Che successe? Mi rifaccio alle parole di “Salvate il soldato pallone”, libro del giornalista biellese Niccolò Mello: “Da piccolo Trautmann si era cimentato con un certo successo nel nuoto e nella pallamano, ricevendo dal presidente tedesco Von Hindenburg un certificato di eccellenza sportiva. Ma come tanti altri suoi coetanei rimase affascinato anche dai megalomani progetti di Adolf Hitler”. E così, il nostro entrò nell’esercito tedesco. Aveva le spalle larghe, un carattere indomito, e non è che fosse proprio così tedesco: era leggero, ironico, gli piacevano gli scherzi. Un tedesco atipico. Fu impegnato sul fronte orientale, nella Luftwaffe, tra i paracadutisti, e poi imprigionato in Ucraina per 9 mesi perché in Russia aveva infilato della sabbia nel motore di un veicolo “avversario”. In Francia poi, si ritrovò sepolto sotto le macerie di un palazzo, uscendone ovviamente indenne. 

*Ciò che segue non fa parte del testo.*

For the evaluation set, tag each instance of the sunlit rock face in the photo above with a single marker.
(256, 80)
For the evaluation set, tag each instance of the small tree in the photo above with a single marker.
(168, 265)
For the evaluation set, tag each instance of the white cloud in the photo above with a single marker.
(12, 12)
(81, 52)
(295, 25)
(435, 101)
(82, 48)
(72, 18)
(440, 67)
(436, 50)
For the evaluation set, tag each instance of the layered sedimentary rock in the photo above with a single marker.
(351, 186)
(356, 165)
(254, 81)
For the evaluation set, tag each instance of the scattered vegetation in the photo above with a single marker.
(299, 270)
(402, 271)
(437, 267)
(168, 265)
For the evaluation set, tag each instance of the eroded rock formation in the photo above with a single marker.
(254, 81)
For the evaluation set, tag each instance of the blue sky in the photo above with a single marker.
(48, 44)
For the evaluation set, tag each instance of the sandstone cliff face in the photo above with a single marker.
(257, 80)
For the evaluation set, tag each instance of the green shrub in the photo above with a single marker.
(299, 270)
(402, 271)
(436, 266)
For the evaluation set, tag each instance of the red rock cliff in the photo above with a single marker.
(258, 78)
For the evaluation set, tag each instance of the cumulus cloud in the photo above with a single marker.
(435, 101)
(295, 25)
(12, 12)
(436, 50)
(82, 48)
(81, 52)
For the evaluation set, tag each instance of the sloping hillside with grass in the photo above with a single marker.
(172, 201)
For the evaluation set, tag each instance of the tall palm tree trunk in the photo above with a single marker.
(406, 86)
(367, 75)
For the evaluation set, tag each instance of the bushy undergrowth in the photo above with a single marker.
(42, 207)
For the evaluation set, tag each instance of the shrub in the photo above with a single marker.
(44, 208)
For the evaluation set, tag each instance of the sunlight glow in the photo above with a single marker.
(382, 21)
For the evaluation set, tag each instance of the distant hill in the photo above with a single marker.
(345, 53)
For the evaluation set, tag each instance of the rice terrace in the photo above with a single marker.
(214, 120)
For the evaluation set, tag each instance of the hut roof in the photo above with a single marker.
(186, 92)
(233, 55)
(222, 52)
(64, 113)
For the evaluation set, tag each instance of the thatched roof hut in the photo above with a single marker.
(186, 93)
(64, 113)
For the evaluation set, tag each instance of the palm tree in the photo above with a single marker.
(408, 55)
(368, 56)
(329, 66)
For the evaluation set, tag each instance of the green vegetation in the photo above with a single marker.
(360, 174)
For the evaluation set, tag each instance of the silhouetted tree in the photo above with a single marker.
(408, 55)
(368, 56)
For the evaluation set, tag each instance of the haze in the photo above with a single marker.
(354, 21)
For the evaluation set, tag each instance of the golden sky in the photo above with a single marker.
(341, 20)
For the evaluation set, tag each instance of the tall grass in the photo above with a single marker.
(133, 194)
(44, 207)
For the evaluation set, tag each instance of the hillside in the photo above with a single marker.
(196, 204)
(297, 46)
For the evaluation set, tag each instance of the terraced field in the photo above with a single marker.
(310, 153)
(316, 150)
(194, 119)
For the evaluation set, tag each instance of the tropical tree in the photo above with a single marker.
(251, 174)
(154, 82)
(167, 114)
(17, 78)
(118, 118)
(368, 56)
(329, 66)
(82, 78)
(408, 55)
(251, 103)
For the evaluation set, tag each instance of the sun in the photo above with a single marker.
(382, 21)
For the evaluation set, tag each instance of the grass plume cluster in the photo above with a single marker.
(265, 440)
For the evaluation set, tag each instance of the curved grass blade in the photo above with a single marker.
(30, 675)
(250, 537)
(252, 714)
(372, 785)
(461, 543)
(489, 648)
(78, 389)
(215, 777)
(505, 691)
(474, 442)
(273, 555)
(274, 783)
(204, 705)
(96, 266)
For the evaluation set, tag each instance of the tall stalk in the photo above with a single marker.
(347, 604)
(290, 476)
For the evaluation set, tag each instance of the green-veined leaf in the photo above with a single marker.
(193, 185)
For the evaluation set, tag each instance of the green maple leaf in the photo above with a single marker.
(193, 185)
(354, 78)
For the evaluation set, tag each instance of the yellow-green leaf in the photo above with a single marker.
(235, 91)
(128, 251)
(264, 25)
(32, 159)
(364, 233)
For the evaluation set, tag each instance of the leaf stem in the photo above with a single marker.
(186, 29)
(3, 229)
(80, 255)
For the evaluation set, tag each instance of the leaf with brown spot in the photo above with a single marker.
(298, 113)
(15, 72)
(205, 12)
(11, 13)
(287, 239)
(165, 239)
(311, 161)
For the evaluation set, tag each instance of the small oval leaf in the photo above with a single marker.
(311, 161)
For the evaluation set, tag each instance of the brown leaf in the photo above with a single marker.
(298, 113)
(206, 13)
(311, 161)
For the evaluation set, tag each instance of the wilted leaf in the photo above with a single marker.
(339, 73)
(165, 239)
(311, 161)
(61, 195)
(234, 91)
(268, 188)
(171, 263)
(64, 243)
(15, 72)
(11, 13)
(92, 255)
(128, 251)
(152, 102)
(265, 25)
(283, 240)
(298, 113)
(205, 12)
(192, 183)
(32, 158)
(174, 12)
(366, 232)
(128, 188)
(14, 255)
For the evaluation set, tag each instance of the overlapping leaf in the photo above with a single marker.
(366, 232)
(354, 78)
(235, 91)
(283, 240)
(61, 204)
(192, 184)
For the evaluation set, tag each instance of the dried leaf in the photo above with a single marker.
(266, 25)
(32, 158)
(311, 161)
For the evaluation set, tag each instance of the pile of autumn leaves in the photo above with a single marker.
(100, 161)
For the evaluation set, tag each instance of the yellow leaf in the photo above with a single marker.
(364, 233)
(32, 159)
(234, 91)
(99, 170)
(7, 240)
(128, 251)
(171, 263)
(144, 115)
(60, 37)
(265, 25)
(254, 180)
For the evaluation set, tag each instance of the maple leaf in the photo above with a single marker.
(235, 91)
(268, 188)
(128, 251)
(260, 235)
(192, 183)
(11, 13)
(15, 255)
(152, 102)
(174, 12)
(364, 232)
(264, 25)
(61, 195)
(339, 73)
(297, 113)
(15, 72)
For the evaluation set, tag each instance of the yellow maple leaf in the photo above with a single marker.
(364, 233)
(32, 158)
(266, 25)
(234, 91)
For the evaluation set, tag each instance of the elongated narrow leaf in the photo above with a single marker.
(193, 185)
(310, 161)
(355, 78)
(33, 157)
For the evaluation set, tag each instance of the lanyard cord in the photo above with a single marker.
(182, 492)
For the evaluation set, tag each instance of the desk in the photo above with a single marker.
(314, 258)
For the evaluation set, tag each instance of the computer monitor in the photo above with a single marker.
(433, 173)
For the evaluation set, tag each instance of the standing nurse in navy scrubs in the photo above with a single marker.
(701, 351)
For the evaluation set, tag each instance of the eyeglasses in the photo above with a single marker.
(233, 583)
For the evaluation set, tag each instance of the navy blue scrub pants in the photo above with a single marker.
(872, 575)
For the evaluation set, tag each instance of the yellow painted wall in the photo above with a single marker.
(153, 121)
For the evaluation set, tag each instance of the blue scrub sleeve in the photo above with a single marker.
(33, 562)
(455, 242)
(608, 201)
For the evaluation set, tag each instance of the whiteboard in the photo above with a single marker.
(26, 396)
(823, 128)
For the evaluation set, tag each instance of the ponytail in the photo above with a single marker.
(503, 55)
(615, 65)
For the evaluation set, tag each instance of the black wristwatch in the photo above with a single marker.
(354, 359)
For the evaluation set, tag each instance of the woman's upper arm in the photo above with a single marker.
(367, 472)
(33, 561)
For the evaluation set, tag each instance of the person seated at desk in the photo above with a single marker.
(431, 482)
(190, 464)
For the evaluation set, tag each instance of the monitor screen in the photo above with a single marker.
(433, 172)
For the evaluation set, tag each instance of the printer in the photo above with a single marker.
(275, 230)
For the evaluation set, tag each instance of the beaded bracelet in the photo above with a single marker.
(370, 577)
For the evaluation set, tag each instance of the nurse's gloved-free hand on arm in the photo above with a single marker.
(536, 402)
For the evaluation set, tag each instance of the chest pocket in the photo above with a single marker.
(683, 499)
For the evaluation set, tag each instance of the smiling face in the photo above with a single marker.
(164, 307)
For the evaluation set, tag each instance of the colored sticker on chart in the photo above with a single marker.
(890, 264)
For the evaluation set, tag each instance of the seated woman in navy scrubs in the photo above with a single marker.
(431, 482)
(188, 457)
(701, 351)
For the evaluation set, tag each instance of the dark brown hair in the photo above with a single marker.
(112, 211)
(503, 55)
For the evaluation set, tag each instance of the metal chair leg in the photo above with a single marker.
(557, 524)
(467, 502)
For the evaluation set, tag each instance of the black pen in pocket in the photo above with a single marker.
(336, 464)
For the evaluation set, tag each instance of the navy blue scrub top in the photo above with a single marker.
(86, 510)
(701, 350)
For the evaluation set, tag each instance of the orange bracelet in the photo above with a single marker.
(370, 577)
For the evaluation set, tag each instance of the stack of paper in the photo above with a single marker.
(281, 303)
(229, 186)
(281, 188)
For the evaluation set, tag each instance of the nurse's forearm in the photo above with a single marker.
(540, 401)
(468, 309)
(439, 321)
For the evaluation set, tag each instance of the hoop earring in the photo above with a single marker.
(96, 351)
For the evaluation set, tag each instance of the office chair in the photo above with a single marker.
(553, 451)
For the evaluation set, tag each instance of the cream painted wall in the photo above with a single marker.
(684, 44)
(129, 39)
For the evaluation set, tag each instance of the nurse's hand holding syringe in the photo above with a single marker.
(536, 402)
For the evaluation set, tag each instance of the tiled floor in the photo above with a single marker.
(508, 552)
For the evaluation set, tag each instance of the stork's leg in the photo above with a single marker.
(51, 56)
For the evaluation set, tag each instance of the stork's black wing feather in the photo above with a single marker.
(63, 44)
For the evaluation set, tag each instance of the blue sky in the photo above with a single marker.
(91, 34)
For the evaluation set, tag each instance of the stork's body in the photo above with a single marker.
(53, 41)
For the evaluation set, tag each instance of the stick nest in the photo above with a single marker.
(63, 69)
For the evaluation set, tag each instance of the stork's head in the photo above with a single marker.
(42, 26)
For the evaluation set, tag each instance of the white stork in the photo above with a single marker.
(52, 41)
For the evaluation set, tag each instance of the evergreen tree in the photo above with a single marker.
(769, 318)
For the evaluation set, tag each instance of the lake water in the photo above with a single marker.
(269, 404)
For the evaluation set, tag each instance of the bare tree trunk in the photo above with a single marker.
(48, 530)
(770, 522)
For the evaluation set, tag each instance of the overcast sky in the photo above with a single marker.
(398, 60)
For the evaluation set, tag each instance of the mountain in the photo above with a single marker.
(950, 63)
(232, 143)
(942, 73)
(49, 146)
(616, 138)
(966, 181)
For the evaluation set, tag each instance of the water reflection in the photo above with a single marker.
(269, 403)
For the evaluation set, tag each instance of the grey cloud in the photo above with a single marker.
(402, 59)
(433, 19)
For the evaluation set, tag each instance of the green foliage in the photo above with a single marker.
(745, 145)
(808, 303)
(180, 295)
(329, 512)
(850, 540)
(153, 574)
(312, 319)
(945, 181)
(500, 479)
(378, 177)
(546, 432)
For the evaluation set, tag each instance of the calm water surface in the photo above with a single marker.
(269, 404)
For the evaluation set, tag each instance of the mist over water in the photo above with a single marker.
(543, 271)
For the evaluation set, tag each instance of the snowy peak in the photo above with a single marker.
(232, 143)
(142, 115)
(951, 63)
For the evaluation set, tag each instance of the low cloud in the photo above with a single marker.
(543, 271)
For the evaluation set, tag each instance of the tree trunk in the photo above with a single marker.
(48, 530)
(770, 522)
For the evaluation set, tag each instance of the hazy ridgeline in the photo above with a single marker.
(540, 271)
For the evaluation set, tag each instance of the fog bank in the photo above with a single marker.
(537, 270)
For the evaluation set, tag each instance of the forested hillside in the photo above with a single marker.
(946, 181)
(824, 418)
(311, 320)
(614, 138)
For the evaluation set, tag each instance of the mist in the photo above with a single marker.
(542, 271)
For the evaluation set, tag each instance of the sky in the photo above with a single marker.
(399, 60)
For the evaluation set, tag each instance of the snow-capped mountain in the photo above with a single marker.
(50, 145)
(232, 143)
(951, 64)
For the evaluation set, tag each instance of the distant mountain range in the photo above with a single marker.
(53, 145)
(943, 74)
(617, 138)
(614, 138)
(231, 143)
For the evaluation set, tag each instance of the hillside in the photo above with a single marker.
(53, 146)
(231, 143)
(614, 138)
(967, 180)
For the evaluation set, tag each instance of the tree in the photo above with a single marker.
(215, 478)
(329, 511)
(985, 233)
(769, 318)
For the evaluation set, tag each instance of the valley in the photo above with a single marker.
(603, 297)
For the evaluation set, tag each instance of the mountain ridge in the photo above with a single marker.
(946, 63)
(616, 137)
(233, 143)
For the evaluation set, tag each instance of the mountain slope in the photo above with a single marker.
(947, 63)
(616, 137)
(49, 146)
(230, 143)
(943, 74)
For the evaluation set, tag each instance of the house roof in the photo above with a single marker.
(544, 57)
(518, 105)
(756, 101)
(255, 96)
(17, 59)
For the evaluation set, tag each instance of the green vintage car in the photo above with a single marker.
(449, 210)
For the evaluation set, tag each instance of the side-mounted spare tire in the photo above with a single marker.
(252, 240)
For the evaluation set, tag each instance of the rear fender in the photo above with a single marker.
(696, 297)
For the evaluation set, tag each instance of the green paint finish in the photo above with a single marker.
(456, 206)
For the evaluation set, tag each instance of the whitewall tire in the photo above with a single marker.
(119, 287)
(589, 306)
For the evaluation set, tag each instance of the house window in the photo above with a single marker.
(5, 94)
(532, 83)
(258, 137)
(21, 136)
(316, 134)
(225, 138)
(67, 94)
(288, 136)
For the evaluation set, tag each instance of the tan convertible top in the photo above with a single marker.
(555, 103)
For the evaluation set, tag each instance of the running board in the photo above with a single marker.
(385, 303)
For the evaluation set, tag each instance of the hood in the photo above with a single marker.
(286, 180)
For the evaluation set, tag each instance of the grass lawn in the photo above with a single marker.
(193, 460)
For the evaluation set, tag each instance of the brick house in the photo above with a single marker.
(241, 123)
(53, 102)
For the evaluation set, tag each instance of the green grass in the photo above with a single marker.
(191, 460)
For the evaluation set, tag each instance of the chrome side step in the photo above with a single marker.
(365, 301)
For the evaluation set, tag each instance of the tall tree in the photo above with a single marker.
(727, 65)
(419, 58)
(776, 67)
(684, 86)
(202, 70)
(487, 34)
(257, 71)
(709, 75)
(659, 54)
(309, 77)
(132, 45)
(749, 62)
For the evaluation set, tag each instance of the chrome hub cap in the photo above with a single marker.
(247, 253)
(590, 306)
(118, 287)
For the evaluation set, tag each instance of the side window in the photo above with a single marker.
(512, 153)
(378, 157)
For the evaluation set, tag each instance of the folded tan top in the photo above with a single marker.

Sì, ma il calcio, dunque? Per parlarne, occorre un’altra domanda: ce lo vedreste un tedesco nel dopoguerra giocare in Inghilterra, che per ovvie ragioni aveva un tantino di avversione per i tedeschi? Ebbene, dopo essere tornato dal rigido inverno russo, uno dei pochi superstiti della sua truppa naturalmente, Trautmann ricevette anche una croce di ferro al merito, ma a parte questo, si accorse che quel bambino che era, aveva sbagliato. Le idee di Hitler erano tutt’altre, e alla fine, di tempo ne era stato perso parecchio. La sua abilità sportiva fiorì proprio Oltremanica. Finì in mano inglese, ma la prigionia fu tutt’altro che turbolenta. L’Inghilterra voleva utilizzare i prigionieri di guerra per far rifiorire il paese, e Trautmann fu tradotto in un campo di lavoro ad Ashton-in-Makerfield, alle porte di Manchester.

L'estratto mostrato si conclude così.